January 23, 2015It's no secret that a rugged lumberjack tackling a tree 15 times his height is a sight for sore eyes, especially if he's shirtless. You may bowl that girl over with a raw, sweaty look, but don't let her get any closer - you may wreak havoc on her olfactory senses. What do you do, then? Duck in for a quick shower and douse yourself in fragrances that would put a bouquet of flowers to shame. We've sniffed out the tricks of the underrated art of fragrance layering.
The three broad scent families for men are fresh, woody and mossy. Stick to one family when attempting layering. Bursts of citrusy and green scents predominate the fresh family. Think ocean mist, lemon peel and cut grass. If you're unsure about your fragrance type, start with this. Woody smells are heady and alluring without being cloying. Look for rustic notes overlaid with leather, tobacco and spices. Mossy scents, the most versatile of the lot, combine multiple notes that are somewhere between floral, earthy and woodsy. Oakmoss, lavender, bergamot, tonka bean and geranium are some must-have scents. The key is to not be intimidated by the fougère family, but embrace it.

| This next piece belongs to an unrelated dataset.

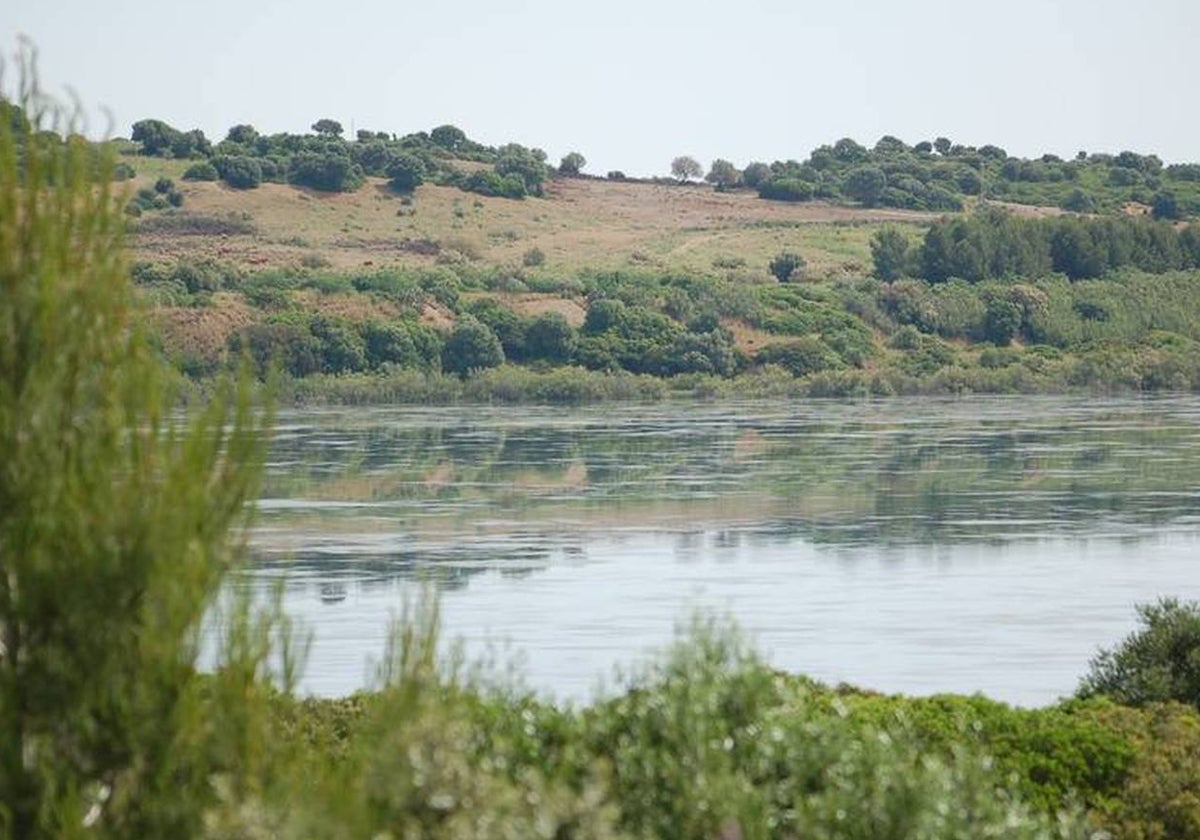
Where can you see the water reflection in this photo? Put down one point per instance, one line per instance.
(564, 522)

Well-moisturised skin is the key to long-lasting fragrance. Scrub down with a light bath powder and scented shower gel. Work it into the skin with a loofah, wash off, pat dry and follow with a body lotion. If you have dry skin, try a perfumed body cream after the lotion. Don't miss out on the aftershave balm and lotion because they add to the depth of the layers without stifling it. Follow the aftershave lotion with a toner to seal the fragrance in. Jo Malone's fragrance combining concept range includes tubes and tubs of each of these, and promises to envelop you in a waft of a freshly lit beach bonfire. The cologne is the crowning touch and rounds off your layering with finesse.
Stay away from oriental and floral families because they limit layering options. Skip the aftershave balm if you have oily skin. Use a scented deodorant before the cologne only if needed.